The biggest wonder: Why?
This book is about a dog going on a journey around the world to visit what the title calls the "10 World Wonders" but the second page actually calls "The Ten Worldly Wonders." I know this is self-published, but it's pretty clear that either the author of this book did not hire a book designer, or their book designer was terrible. Because when you have poetry, you can't just split the lines wherever you feel like. Lines of verses of poetry need to all be on the same line, which the layout of this book ignores repeatedly. On the second spread, for example, there are eight lines of poetry. The first line has a line break in the middle of it, making it two lines long, and those lines and the next two lines are on the left side of the spread, and the other five lines are on the right side. It's really hard to follow, and it's difficult to figure out what's supposed to rhyme with what, especially because about half of the rhymes are slant rhymes (and not very good ones at that, like "tons" and "alarms" or "resides" and "designs").
The "World Wonders" that it names seem to be chosen almost at random. The Eiffel Tower is very symbolic, but there's nothing amazing about its construction; it's just the symbol of Paris.
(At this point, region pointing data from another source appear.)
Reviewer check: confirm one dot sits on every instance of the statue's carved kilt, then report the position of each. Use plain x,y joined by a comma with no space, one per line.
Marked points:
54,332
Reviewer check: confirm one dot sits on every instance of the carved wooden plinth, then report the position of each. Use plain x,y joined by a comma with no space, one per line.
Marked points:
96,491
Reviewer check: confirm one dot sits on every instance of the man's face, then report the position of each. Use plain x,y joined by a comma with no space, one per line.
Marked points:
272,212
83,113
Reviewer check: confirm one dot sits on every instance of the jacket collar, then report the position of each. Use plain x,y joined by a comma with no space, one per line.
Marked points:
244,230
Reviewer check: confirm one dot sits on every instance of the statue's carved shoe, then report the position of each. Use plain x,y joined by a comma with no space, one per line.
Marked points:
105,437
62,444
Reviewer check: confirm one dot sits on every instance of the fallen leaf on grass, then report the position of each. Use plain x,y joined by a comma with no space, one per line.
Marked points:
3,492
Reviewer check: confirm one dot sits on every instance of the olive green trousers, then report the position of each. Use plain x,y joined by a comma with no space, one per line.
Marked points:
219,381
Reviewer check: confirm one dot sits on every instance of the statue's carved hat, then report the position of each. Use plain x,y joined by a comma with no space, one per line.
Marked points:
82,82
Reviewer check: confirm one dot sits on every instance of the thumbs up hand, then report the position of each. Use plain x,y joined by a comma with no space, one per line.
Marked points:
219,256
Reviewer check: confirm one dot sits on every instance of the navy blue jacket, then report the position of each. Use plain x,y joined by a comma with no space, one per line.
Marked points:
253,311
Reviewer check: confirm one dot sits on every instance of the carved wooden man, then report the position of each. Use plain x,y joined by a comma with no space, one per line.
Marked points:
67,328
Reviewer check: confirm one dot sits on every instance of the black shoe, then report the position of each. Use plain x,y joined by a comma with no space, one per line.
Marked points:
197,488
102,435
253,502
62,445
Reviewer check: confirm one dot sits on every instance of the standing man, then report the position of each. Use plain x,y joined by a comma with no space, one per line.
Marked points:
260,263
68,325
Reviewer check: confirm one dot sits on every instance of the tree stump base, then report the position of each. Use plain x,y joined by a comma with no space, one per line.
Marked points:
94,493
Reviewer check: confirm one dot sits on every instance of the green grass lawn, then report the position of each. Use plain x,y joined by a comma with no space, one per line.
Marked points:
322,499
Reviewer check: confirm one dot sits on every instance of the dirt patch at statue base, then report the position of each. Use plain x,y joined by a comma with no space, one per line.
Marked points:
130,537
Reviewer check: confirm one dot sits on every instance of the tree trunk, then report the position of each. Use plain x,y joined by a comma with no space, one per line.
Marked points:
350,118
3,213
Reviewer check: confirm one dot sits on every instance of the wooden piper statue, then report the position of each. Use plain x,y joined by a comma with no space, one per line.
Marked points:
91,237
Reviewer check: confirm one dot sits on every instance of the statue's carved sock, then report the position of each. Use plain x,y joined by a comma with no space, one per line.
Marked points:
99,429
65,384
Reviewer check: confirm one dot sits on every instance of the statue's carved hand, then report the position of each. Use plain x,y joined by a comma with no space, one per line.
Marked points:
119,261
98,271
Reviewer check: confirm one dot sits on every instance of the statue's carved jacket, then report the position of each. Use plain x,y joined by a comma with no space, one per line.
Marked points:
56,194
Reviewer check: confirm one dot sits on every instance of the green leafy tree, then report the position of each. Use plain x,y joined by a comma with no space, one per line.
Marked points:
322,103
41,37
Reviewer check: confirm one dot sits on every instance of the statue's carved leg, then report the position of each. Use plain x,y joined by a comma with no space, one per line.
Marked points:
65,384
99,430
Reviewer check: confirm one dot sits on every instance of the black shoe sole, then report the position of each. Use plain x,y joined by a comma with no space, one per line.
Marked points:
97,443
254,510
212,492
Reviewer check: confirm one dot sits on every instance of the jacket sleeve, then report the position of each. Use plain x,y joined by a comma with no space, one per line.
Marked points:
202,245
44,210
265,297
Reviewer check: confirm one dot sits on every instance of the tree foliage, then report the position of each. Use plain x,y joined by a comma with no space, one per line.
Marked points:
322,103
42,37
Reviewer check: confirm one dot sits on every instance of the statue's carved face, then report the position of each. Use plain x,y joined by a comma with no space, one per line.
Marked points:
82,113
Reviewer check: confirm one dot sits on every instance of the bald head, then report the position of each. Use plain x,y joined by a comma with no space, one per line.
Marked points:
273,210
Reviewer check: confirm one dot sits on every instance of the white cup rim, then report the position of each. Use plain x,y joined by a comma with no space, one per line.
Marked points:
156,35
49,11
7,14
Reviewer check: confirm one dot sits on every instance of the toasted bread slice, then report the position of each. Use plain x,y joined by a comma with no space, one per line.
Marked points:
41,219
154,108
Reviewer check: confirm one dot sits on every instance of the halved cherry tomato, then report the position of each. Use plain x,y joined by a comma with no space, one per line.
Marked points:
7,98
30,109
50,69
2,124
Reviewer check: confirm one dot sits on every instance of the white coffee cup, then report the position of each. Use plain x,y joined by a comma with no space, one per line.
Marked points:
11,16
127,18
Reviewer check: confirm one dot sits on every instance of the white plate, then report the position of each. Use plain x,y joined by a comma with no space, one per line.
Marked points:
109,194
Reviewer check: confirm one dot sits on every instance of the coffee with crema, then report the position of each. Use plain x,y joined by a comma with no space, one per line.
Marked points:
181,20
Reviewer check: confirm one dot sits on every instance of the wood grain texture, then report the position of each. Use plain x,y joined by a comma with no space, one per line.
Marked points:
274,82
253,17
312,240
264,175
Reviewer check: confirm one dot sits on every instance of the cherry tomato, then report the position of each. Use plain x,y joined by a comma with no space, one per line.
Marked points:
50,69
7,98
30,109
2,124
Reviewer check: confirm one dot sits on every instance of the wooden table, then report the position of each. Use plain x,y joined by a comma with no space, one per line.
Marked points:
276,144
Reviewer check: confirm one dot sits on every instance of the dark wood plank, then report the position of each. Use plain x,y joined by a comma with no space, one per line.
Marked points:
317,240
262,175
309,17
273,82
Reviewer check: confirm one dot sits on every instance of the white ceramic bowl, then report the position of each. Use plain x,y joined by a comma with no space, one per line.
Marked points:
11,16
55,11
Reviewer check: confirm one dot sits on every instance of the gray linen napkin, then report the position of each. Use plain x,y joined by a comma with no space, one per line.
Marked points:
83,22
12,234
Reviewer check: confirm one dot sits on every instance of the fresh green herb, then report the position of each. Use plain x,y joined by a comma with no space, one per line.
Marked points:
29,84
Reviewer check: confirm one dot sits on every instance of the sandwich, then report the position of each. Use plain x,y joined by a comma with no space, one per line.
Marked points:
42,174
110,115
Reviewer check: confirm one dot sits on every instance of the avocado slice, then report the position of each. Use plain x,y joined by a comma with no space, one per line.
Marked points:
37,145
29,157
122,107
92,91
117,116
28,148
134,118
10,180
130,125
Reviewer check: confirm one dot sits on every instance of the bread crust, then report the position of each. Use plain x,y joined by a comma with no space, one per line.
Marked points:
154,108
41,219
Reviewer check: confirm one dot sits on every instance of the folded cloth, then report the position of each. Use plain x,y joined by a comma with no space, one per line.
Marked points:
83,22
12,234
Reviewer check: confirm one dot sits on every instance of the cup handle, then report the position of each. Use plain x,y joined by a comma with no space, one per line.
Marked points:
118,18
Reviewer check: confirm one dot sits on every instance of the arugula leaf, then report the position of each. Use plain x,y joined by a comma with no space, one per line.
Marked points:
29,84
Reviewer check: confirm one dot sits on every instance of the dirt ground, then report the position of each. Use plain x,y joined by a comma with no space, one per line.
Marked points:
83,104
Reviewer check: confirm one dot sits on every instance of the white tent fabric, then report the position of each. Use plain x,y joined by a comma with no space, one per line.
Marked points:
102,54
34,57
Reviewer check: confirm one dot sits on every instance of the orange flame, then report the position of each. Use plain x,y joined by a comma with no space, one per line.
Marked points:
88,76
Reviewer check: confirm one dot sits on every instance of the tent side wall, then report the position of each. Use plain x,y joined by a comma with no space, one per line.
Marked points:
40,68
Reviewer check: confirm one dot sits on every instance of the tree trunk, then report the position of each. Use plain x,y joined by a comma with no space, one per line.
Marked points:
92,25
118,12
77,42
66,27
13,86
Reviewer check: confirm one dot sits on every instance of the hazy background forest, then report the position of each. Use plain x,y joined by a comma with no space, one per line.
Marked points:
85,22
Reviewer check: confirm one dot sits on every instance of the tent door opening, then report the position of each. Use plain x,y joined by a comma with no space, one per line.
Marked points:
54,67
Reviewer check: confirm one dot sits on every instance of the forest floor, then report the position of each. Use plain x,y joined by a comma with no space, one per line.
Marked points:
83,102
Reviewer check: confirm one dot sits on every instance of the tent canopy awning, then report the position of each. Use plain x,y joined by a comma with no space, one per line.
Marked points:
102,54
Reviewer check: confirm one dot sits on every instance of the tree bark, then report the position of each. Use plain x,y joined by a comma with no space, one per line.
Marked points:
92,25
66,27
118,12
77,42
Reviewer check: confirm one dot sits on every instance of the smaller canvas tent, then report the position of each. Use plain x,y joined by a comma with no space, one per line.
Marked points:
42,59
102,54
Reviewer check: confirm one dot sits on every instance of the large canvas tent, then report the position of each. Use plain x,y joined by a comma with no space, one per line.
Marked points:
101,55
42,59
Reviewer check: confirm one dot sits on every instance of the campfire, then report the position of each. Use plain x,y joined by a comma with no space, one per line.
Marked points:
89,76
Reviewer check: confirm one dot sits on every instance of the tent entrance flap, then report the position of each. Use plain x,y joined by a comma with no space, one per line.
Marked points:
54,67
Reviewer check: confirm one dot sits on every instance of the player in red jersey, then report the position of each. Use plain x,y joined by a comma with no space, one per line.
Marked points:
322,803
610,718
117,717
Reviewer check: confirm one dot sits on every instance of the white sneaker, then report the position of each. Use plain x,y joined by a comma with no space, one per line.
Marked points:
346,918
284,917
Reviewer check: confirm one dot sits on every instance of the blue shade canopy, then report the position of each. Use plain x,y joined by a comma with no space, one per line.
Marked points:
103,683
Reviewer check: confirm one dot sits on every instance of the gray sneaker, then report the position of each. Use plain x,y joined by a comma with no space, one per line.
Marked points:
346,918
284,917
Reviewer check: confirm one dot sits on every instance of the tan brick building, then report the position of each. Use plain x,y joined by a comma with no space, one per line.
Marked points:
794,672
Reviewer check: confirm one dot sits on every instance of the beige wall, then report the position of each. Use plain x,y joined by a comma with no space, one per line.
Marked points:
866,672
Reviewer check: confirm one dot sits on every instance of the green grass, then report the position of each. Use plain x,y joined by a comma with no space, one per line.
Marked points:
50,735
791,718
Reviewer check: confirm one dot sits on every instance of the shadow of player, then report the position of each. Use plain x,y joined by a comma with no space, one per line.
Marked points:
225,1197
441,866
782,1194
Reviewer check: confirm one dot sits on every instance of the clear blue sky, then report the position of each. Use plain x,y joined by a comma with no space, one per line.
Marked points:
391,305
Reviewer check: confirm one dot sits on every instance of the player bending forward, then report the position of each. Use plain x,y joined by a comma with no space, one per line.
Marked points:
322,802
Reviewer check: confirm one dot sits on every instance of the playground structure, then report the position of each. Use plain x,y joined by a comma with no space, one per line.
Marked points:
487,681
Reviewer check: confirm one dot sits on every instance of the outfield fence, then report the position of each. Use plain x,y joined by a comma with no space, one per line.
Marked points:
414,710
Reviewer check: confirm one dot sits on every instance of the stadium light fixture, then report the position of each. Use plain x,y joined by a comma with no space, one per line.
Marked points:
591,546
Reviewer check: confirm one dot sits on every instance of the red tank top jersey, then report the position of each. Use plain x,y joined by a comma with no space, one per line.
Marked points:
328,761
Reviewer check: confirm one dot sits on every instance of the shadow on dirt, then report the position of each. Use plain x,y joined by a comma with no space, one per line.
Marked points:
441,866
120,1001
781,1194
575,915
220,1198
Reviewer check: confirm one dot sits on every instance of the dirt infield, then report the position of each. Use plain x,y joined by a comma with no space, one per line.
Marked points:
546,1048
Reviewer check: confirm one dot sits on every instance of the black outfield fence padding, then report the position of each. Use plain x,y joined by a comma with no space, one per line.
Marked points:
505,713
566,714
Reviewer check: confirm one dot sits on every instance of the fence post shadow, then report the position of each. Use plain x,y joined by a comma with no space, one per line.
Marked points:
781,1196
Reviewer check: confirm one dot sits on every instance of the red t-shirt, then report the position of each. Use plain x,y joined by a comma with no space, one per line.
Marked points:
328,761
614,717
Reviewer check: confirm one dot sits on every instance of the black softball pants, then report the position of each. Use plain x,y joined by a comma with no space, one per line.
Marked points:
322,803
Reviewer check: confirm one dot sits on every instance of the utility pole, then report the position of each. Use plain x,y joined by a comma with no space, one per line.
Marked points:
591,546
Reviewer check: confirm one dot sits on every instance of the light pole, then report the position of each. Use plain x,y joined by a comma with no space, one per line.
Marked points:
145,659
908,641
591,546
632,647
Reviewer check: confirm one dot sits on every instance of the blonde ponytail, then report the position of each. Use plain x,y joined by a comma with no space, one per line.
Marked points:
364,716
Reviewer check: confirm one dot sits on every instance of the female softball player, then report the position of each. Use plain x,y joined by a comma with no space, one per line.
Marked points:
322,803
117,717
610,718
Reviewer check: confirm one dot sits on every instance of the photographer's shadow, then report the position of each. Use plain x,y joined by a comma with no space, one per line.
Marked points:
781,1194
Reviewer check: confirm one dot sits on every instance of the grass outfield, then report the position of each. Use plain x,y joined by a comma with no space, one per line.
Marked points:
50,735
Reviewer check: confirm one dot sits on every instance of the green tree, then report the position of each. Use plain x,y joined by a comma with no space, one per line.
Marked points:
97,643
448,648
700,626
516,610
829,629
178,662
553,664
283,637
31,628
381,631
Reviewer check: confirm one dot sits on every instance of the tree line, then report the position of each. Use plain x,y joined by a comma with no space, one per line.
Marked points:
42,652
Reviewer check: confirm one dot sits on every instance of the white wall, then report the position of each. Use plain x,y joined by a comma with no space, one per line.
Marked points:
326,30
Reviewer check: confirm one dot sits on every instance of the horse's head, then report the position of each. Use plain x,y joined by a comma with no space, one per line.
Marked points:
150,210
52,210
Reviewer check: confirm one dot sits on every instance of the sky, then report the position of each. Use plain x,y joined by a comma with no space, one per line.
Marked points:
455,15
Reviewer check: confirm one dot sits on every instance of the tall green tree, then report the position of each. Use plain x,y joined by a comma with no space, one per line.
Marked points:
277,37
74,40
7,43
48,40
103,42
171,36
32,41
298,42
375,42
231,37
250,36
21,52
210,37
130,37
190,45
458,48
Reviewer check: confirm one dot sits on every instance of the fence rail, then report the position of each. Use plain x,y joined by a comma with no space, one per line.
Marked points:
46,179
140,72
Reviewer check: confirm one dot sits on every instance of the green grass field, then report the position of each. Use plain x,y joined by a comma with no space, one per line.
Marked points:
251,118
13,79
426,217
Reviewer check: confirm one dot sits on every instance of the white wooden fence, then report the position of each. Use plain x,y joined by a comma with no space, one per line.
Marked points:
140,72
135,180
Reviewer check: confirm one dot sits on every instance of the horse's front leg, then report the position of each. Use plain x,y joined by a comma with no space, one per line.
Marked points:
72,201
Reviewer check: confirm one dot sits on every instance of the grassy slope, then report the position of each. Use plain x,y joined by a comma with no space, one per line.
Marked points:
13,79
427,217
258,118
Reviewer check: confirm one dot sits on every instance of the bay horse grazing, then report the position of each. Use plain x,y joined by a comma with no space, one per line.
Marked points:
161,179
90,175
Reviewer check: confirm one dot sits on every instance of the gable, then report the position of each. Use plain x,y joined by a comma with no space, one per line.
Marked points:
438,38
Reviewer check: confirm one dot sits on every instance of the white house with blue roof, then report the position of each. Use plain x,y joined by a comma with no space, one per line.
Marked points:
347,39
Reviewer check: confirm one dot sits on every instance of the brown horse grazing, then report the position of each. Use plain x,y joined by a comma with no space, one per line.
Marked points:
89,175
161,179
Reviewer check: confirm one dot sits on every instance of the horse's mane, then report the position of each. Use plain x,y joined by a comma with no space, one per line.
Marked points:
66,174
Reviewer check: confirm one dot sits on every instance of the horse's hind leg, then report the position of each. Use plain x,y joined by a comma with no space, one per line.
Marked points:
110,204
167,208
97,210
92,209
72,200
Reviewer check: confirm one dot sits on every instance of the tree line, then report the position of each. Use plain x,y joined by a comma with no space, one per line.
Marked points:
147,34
Then you get some truly wonderful structures, like the Taj Mahal, the Great Wall of China, the pyramids of Egypt, Machu Picchu, Angkor Wat, the Parthenon, and Petra. And the last two, as if he ran out of man-made structures, are the Great Barrier Reef of Australia, and the fricking Northern Lights! Those aren't even in a specific place! Sure, the Great Barrier Reef and the Northern Lights are wonderful, but usually when people make a list like this, they choose either man-made structures or natural wonders.
The main character, a dog named Arthur, is depicted in a somewhat arbitrary fashion. Are the lines that make him up shaggy? Smooth? The illustrator can't seem to make up her mind. And the art style varies greatly, with vector graphics in the background on some pages, cartoony graphics on others, and on the Angkor Wat page it looks like she just took a photograph of Angkor Wat and ran it through Photoshop's posterize filter, turning it into an ugly mess. There's no consistency in text or images, and I think the author either needed a better editor, or needed to listen better to the one he had. A lot of the lines could be improved.
It doesn't have a bad message. I'm not really sure it has much of a message at all. It comes across like somebody made this character, Arthur the dog, and wanted to illustrate him in a bunch of locations. Especially because the last two lines of the book are: "This story is ending, but we all can assume,/Another Arthur adventure will be coming soon!" Really? Well, I hope that the next Arthur adventure that comes has a better editor and hopefully a decent book designer, somebody who can help them lay out text in a way that makes sense.